Ragia Omran, a council member, said they had started to interview witnesses and review videos of the violence. She said she had faith there would be justice, eventually. "It will happen later on," she said.
In the meantime, the country has not even been able to agree on the final death toll. The authorities have released conflicting figures, saying that between 683 and 1,000 people, including 43 police officers, were killed across the country on Aug. 14, the day the sit-in was stormed. Morsi’s Islamist movement, the Muslim Brotherhood, has released figures widely seen as inflated, claiming that thousands died. Other reports have put the number at between 800 and 900 people.
There is little clamor for any inquiry among the public, which harbors deep antipathy toward the Brotherhood and seems desperate to move on from Egypt’s era of protest. Despite a crackdown on the movement, Morsi’s supporters have continued to march. They have adopted the name of the square as their slogan, and the four-finger symbol that has become its own provocation.
In recent weeks, two Egyptian athletes have ignited controversy after flashing the symbol at sporting events, a gesture, they said, to the people who died. One of them, Mohamed Youssef, who wore a Rabaa T-shirt as he was receiving a gold medal at a kung fu competition in Russia, received a yearlong suspension from competition by Egypt’s Kung Fu Association, according to local news media.
On Sunday, a soccer player, Ahmed Abd el-Zaher, flashed four fingers after scoring a goal for his club, Al Ahly, shortly before it won the African Champions League title. Egypt erupted in jubilation over the victory, but Abdel el-Zaher was suspended from playing with the club, which on Tuesday announced that it would transfer him.
Since the uprising almost three years ago, anniversaries of serious abuses come and go, without justice or recognition for the victims.
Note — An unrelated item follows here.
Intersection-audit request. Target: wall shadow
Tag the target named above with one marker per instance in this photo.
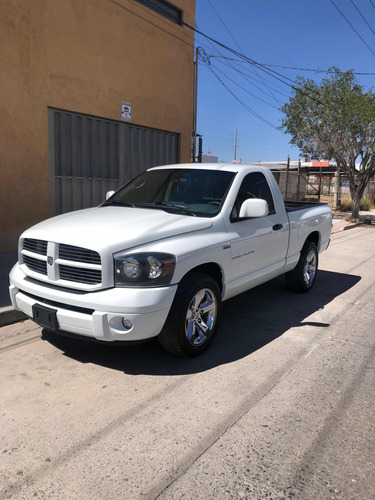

Instead, they are memorialized with graffiti, which the authorities periodically try to erase. Next week, activists are expected to commemorate the anniversary of demonstrations two years ago that ended with the deaths of 45 protesters.
To date, only one police officer has been prosecuted in those deaths.
Morsi appointed a fact-finding committee to investigate protesters’ deaths after the uprising, but never publicized the panel’s report, which was said to implicate the military in abuses. "It contributed to hiding the truth," Ezzat said. "A buried report is as good as thin air."
Heba Morayef, of Human Rights Watch, said Egypt’s "short memory" had gotten progressively worse throughout its stormy transition. "People have forgotten the rights of the martyrs," she said. "The only people who keep fighting are the mothers, the families of the victims and the lawyers."
Rabaa al-Adawiya led to forced amnesia.
"The state is taking it to a whole new level of denial," Morayef said, noting that Egypt’s interior minister said in a television interview soon after the violence that only 40 people had been killed, even as the government’s Health Ministry was putting the early toll at close to 300 people.
The local news media have largely fallen in line with Egypt’s military-backed government, relieving pressure on officials to investigate, or at least acknowledge, the magnitude of the killings, Morayef said.
Memories are sharper among the people who live and work in the square. Mahmoud Rizk, who runs a nursery there, remembered spending Aug. 14 on the phone with his brother, who was trapped in a hut in the nursery during the fighting.
From the look of the place, it was a miracle that his brother survived. Bullets struck the hut from two sides, shredding metal on the bunk beds where the workers slept. After the fighting had died down, soldiers came with dogs to search for the bullet slugs and remove them.
"It will be a black spot forever," Rizk said.